Elle nichait dans une pièce à la blancheur laiteuse. Il y régnait une température bienveillante et une sérénité de bord de plage. Elle avait réussi. Tout s'était déroulé conformément à ses plans. Elle n'avait pas souffert, tout juste ressentait-elle une gêne pour respirer. Maintenant qu'elle était morte, vivre sera plus léger.
L’héroïsme et l'élégance des âmes tout cela lui plaisait déjà.
"C'est alors qu'elle passa devant moi. Un bel ange brun à la peau diaphane qui sortait
du Mélodiste, un magasin de musique situé à vingt mètres du Magic. Elle s’arrêta un instant, emmêlée comme une clé de sol entre les lanières de son sac."
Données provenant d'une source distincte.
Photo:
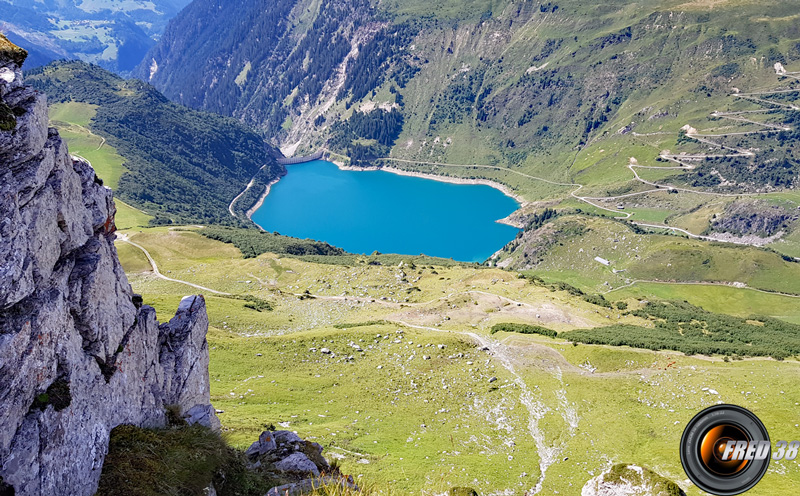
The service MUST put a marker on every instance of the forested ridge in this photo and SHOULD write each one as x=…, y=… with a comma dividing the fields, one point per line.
x=184, y=166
"Puis le jour nous quitta. Il fut recueilli par la nuit miséricordieuse, qui le voyant sali par tant de turpitudes, décida de le laver et de le baigner encore. Ainsi les sages expliquaient les déluges nocturnes. Plus déshonoré était le jour, plus consolatrices se voulaient les ténèbres. Et la pluie redoubla"
"J’avais pleuré, de dos, avant de m’endormir. Un bourdonnement lancinant m’importuna au carrefour des songes et de la réalité. Se produisit alors une altération de la lumière. L’ampoule de ma cellule ne ronflait plus, elle grésillait... Le phénomène se contenait. Comme un dragon qui vous jette son haleine au visage tout en vous préservant du feu. Soudain, tout s’arrêta.
[... } C’est ainsi qu’elle émergea des ténèbres, entourée d’un halo bleuâtre et vêtue du même kimono de soie qu’à Kyoto.
[...] Il y a des rendez-vous manqués qui provoquent la mort, et d’autres qui vous montrent la voie."